The fix for RegionServer checks if the process is running and if it is so, then
it is not considered as a failure.
For DataNode the process is also checked and if it is running then check is
repeated 2 times with 5 minutes wait. I had a limitation here, python scripts
are allowed to run for 20 minutes by default and this checking takes 16 mins (2
minutes initial check, 5 minutes sleep if there is a failure, 2 minutes
regaular check, 5 minutes sleep, 2 minutes final check).

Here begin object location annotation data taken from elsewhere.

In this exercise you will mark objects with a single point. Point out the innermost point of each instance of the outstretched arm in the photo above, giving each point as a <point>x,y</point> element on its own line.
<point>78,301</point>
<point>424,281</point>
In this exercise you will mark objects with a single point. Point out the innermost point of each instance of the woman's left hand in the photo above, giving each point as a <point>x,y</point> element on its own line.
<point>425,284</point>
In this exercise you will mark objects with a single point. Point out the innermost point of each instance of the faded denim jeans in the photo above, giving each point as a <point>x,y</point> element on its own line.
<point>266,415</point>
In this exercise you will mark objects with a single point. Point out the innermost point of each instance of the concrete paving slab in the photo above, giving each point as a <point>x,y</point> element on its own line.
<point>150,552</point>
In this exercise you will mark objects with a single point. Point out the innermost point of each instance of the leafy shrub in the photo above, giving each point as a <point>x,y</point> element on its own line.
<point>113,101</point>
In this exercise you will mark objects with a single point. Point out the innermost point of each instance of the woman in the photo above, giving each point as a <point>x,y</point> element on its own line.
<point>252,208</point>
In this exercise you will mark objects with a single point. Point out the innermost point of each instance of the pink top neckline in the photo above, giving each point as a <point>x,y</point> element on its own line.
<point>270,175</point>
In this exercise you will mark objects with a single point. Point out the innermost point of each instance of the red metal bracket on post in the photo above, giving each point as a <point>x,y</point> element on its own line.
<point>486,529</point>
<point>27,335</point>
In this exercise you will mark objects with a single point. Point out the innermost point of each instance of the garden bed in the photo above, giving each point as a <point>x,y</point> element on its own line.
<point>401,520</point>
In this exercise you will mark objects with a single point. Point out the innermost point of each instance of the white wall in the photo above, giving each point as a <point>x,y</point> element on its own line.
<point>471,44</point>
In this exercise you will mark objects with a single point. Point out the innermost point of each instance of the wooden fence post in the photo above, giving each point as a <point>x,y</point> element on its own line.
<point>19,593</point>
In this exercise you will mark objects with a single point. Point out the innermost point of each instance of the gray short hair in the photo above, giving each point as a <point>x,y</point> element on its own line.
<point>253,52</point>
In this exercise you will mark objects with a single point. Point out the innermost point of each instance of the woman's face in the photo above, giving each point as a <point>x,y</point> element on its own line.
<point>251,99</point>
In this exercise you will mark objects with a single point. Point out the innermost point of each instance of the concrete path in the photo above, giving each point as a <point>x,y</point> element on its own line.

If more time is needed, then default value of *server.task.timeout* and number
of repetition in 5 minutes check should be increased.
Diffs (updated)
-----
ambari-server/src/main/resources/common-services/HBASE/0.96.0.2.0/package/scripts/upgrade.py
01a8156
ambari-server/src/main/resources/common-services/HDFS/2.1.0.2.0/package/scripts/datanode_upgrade.py
8f36001
ambari-server/src/main/resources/common-services/HDFS/2.1.0.2.0/package/scripts/params_linux.py
7ad9f39
ambari-server/src/test/python/stacks/2.0.6/HBASE/test_hbase_regionserver.py
8d187ec
ambari-server/src/test/python/stacks/2.0.6/HDFS/test_datanode.py 78b8171
Diff: https://reviews.apache.org/r/46434/diff/
Testing
-------
I did manual testing on this:
For RegionServer the process check is tested.
For DataNodes I made an intentional exception to see if it keeps waiting. (this
is how I ran into the 20 minutes server task timeout)
----------------------------------------------------------------------
Total run:970
Total errors:0
Total failures:0
OK
Thanks,
Daniel Gergely